Digiguru.co.uk

About breaking the chain

28 Mar 2015

Reading time: 4 minutes

So yesterday I failed to write a blog post.

I’ve been trying to write a blog post. A habit I wanted to fulfil so much I even wrote a post in advance on to post on my wedding anniversary.

So how come I broke the chain yesterday? Visualise your habit ====================

Daily I’ve been trying to visualise every moment when I would attain my habit. For habits where you avoid something like coffee I tried to think about those moments when it’s most tempting - in a coffee shop / just after arriving at work. Then try to think how to displace your bad habit - visualise the act of having an alternative.

When it came to the blog post I tried to think about the moment I would write my next post. What did I have to achieve before doing that? (put kids down, cook dinner, tidy kitchen - then you can start) and don’t get side-tracked (am I achieving all of these tasks? No? then it’s time to get back on track). Part of this process I also meant I need to think about what to write about.

Know what it takes

Writing about a new post every day is hard. Normally I try to write about relevant things, but sometimes I don’t discover anything. On such days I attempted to find things that were important in recent weeks. Failing that I would try prototyping a new idea. New ideas are incredibly costly to post about - I have taken hours writing some of the posts for things that seemed easy to talk about but the learning process itself takes a very long time.

If you know how long a blog post takes daily, you know what to expect. Normally posts take me 30 mins if I really know what I’m going to say upfront, and over 2 hours if I am trying to work it out as I go along.

Just do it

On some days I’ve struggled to find anything, and I’ve felt put-off about writing anything. The best thing to do is to think of something tiny, and just do it. It may seem stupid, but a short post written on something seemingly obvious is 100% better than no post at all.
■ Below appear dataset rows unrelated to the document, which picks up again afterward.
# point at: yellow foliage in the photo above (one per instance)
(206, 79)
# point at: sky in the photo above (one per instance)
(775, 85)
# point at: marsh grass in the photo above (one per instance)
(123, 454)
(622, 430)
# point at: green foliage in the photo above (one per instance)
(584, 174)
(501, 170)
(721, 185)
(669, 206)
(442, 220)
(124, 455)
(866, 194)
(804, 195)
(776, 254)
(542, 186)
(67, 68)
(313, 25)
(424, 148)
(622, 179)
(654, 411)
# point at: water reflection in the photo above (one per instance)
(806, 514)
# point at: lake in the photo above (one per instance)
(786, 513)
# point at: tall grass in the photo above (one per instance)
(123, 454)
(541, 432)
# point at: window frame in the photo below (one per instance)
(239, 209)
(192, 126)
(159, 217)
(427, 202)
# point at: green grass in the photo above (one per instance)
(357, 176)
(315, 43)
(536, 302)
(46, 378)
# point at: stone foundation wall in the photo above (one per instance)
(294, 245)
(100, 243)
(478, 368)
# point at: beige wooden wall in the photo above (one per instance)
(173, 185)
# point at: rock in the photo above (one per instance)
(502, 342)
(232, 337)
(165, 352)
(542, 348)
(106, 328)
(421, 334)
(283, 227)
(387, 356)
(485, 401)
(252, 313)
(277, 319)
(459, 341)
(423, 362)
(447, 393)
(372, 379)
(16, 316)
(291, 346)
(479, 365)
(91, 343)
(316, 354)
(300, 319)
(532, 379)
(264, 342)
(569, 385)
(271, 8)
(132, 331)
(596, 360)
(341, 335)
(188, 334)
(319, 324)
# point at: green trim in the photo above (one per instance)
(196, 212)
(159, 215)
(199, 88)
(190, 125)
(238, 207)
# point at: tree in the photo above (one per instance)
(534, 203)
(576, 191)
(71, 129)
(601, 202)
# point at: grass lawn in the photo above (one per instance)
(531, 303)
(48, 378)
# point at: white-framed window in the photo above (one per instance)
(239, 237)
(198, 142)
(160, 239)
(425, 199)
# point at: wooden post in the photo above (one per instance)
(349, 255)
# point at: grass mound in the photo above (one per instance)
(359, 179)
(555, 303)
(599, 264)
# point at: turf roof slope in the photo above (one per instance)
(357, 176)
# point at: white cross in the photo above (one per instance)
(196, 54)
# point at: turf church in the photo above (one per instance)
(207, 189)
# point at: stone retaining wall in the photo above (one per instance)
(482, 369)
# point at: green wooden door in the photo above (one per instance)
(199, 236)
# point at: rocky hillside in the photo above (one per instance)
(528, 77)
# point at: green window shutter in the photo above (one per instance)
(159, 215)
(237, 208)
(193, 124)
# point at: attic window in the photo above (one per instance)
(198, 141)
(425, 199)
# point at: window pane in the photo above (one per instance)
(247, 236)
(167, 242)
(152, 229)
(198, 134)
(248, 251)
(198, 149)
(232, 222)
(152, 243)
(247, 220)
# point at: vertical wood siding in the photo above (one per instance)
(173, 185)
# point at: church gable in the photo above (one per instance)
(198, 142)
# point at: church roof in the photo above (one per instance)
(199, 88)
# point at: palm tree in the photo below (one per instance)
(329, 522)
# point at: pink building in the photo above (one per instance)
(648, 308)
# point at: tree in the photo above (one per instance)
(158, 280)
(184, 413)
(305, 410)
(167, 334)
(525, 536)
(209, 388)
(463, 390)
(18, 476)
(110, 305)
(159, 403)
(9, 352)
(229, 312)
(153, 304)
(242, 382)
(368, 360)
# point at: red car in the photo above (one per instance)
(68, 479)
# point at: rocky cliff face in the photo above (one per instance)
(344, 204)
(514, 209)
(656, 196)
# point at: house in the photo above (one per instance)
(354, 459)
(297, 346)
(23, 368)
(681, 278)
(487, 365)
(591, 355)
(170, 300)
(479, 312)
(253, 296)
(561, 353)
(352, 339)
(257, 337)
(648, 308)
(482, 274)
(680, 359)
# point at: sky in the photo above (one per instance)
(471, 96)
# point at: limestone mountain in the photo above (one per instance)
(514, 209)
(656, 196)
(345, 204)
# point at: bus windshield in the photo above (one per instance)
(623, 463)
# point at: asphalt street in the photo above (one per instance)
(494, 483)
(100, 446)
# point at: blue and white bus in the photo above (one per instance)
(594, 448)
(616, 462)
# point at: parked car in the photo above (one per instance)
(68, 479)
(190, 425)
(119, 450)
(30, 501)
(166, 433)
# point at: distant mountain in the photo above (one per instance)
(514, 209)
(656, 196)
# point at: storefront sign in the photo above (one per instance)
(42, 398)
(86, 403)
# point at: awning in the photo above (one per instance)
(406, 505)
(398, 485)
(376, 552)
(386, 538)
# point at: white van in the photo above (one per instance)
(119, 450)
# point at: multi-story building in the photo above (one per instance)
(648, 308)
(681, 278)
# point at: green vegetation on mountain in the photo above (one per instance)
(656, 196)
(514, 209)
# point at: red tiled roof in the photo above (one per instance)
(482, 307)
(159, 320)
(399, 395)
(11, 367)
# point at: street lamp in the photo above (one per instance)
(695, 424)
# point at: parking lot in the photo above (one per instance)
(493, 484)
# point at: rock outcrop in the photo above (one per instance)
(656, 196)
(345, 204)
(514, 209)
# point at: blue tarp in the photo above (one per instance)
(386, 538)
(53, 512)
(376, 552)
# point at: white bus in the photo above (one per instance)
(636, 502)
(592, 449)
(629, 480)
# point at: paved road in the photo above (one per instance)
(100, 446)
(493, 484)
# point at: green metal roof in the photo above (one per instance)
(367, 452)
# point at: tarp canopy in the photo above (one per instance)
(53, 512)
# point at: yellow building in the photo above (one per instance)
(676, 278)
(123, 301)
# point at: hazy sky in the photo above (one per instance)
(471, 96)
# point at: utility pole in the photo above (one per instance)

Yesterday I visualised my next post. I had a full day at work and then was due to go to an event straight afterwards. I had identified 2 separate occasions where 1) I would be commuting and 2) I would be preparing to go out and selected both as possible moments to perform the blog post.

Be Realistic

Would I realistically get my laptop out on a short train journey during peak commuting hours, with colleagues, luggage and with no access to internet and successfully write a post? Could I write a post while getting ready? No both cases are unrealistic.

Be Specific

If you have a choice of 2 moments to perform your habit, then you are likely going to defer the choice to the second - and if that’s less realistic you have failed to achieve your habit.

Break the chain

Hey - sometimes it’s alright. You have put effort into the previous days but there is a moment when you need to tell yourself it’s okay - just make an exception. I thought about the post yesterday and I decided that I was happy to break the chain.

Start again

The most important part of breaking the chain is to start the chain up the very next opportunity you have. So many people fall into a terrible hole and decide that if they fail at a task it’s pointless to continue, and actually if you start right away it’s far easier to get back in the habit, rather than waiting until next week or next month. If you break the chain 2 days running you’ve just started a negative habit not a positive one!

I would also like to shout out to couch.me - a very simple habit tracking tool is so simple and effective when tracking your daily habits.